In attesa di raggiungere l’età di una maggiore consapevolezza i figli under 18 delle Famiglie Arcobaleno hanno detto la loro in un film documentario Il Lupo in calzoncini corti delle filmaker Lucia Stano e Nadia Dalle Vedove. Due anni di riprese in compagnia di due famiglie patchwork per riprenderne la quotidianità, eccezionale e insieme ordinaria. «Come ci si senta con un papà – spiega Federico, 10 anni e due mamme – non lo posso sapere. Stando bene così non m’interessa come si sta in un altro modo».
Sara, 8 anni, senza esitazioni racconta come «la mia famiglia è composta da due mamme, un gemello, un fratello più grande, cinque gatti più un acquario con dei pesci». Altra inquadratura e Lia, 4 anni, timidamente spiega di avere due papà “Patò e Papacco” che le vogliono un bene così, e allarga le braccia più che può. «La mia famiglia – dice Michele, 5 anni – si chiama Tim e Terry e quello che mi piace di più di loro è che quando litighiamo non si fa male mai nessuno». La maggior parte dei bambini concepiti nelle famiglie gay nel nostro paese ha meno di 14 anni, mentre in Francia e negli Stati Uniti molti di loro sono invece già adulti.

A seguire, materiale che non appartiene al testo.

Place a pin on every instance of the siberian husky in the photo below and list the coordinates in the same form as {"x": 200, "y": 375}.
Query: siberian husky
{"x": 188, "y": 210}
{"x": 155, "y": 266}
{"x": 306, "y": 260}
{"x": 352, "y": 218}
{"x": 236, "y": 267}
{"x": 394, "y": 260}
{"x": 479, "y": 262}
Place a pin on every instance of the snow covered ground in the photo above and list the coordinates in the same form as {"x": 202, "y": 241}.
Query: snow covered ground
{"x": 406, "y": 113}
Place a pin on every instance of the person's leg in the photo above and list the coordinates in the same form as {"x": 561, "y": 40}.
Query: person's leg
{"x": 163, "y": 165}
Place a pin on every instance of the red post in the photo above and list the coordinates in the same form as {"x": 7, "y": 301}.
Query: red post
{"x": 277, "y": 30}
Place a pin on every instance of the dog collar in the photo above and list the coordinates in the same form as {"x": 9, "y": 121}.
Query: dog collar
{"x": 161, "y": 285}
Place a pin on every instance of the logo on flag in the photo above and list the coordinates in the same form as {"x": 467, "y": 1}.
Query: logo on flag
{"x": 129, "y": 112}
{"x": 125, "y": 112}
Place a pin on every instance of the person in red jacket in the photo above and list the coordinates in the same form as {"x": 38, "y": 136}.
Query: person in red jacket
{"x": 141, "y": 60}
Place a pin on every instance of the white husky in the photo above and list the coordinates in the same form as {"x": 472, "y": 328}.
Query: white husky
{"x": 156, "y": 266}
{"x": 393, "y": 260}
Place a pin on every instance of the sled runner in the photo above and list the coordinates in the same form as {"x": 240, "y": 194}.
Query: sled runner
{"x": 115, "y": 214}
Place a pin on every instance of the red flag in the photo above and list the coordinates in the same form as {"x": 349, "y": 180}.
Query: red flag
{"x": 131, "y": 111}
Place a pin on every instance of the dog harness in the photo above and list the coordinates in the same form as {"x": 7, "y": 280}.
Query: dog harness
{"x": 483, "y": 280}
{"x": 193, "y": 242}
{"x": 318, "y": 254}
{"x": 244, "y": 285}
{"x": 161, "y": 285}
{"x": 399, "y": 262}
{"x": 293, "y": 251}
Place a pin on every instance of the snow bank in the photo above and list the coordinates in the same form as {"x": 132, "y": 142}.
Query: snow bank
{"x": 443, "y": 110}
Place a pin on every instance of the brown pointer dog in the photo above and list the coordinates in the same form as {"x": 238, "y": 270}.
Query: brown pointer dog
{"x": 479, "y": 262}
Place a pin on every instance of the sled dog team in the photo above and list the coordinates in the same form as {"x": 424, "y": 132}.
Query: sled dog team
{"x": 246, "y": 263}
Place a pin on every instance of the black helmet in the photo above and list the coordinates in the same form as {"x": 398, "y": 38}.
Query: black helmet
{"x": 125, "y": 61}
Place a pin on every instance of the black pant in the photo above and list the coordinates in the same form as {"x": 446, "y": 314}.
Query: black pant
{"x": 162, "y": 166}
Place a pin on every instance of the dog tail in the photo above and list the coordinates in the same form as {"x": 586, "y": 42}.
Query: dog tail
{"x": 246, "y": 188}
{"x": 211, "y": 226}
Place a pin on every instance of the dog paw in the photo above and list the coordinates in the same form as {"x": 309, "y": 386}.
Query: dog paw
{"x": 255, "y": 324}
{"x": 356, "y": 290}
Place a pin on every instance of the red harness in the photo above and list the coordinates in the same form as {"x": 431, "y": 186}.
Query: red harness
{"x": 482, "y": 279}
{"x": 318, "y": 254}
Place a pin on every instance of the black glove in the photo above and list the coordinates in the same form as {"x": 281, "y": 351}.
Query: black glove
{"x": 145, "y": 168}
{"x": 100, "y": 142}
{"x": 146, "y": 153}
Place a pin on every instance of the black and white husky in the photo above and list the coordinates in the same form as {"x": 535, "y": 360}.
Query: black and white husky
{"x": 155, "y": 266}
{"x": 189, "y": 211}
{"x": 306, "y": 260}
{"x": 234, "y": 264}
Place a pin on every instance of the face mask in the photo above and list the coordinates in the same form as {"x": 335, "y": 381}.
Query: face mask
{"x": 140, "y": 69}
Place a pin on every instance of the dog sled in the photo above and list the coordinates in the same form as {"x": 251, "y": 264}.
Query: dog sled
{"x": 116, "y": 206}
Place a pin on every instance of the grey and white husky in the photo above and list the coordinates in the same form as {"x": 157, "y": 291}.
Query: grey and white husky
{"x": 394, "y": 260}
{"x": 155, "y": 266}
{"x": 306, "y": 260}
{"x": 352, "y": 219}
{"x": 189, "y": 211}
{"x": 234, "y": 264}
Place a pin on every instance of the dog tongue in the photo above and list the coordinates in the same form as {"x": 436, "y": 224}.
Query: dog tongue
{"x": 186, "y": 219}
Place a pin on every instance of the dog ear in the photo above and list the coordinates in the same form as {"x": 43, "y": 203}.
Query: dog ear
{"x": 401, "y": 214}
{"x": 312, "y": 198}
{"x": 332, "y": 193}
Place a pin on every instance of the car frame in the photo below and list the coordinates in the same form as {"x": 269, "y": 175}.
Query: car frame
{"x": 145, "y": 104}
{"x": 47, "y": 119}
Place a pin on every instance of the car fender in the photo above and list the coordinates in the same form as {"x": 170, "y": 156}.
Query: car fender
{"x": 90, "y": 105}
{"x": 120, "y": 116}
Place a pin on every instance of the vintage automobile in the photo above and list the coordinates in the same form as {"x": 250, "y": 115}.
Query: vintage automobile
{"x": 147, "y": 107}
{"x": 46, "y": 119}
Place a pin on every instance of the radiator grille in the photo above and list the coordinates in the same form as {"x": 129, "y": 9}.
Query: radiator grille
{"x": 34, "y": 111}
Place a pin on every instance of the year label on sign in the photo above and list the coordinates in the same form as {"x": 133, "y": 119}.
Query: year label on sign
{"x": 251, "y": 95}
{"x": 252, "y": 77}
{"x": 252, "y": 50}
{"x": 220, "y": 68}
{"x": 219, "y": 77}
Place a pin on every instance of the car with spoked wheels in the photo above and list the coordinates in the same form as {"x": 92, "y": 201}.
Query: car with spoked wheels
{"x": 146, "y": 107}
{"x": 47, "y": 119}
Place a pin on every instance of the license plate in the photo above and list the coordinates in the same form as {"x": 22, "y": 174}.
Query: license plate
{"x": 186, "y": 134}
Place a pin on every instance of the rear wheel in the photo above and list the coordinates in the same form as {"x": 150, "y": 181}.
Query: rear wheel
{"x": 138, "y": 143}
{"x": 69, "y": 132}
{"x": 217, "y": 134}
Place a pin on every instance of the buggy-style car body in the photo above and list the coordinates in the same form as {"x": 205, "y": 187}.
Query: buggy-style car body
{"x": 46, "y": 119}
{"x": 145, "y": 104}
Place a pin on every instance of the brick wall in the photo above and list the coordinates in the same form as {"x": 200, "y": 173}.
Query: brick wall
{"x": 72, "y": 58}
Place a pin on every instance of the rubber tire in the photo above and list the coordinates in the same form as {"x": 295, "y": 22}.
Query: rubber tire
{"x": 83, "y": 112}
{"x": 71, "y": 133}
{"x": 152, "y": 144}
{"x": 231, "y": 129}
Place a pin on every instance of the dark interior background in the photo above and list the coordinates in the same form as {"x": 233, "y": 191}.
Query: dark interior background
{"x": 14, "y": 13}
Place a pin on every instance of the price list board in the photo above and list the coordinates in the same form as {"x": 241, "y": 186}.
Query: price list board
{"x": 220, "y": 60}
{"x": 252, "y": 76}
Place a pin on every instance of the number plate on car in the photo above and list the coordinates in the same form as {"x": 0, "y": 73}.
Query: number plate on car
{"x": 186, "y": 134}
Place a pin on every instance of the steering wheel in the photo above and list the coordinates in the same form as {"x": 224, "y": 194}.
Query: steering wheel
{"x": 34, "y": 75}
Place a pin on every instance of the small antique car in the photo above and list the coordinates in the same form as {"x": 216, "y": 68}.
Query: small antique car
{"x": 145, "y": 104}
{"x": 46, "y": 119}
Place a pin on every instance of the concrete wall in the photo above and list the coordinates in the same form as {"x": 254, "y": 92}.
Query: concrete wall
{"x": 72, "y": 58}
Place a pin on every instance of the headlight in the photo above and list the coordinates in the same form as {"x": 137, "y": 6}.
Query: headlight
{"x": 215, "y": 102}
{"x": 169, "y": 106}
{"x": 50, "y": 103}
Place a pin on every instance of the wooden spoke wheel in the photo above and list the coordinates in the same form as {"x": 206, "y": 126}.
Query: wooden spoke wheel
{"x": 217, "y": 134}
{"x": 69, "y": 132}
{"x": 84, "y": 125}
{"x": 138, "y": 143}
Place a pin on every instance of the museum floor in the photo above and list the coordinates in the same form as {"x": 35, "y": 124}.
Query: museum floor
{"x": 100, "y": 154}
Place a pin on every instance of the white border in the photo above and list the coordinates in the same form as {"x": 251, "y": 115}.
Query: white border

Tra quelli che si riuniscono in associazioni come Colage c’è Rachel, 25 anni, cresciuta con due mamme che sul sito racconta: «La mia adolescenza è stata scandita da un inesorabile conto alla rovescia. Mi domandavo se sarei venuta fuori etero oppure gay. A 17 anni però mi innamorai per la prima volta di un ragazzo di Boston con cui sperimentai finalmente il sesso, togliendomi ogni dubbio». Emile, 23 anni, concepita per inseminazione artificiale e, anche lei, cresciuta da due mamme, racconta un’infanzia piuttosto felice: «Quando mia madre mi ha spiegato fino a che punto la mia storia era particolare – dice – sono rimasta affascinata, mi sono sentita più grande». Per far luce sul benessere dei figli delle famiglie che si fondano sull’amore e non sui legami biologici perché quindi non sentire, oltre al parere di psicologi e pediatri, anche le parole dei diretti interessati?
Negli Stati Uniti si calcola che i bambini cresciuti da genitori gay siano circa 14 milioni, compresi quelli concepiti in precedenti relazioni eterosessuali. In Italia, in mancanza di dati ufficiali, si ricorre a quello dell’Istituto superiore di Sanità: circa 100 mila ragazzi – compresi i figli nati da precedenti unioni eterosessuali – hanno un genitore gay. Qui da noi la legge non prevede né l’utero in affitto, cui si affidano gli omosessuali maschi all’estero (India, Usa, Canada e Ucraina) né l’inseminazione artificiale, proibita dall’art. 5 della legge 40/2004, cui più di frequente fanno ricorso le coppie di lesbiche (il 50% va all’estero per la fecondazione eterologa con un donatore anonimo, mentre il restante 50% ricorre a un donatore privato, di solito un amico).
In questo vuoto legislativo le famiglie omogenitoriali non sono tutelate. In caso di separazione dei genitori, per esempio, i figli nati all’interno di una relazione omosessuale non hanno diritto ad avere contatti col genitore “non biologico” o non legale. Non solo, poiché sul certificato di nascita questi ragazzi hanno un solo genitore, le tutele sono dimezzate soprattutto in caso di morte dell’unico genitore legale, che renderebbe il bambino orfano davanti alla legge.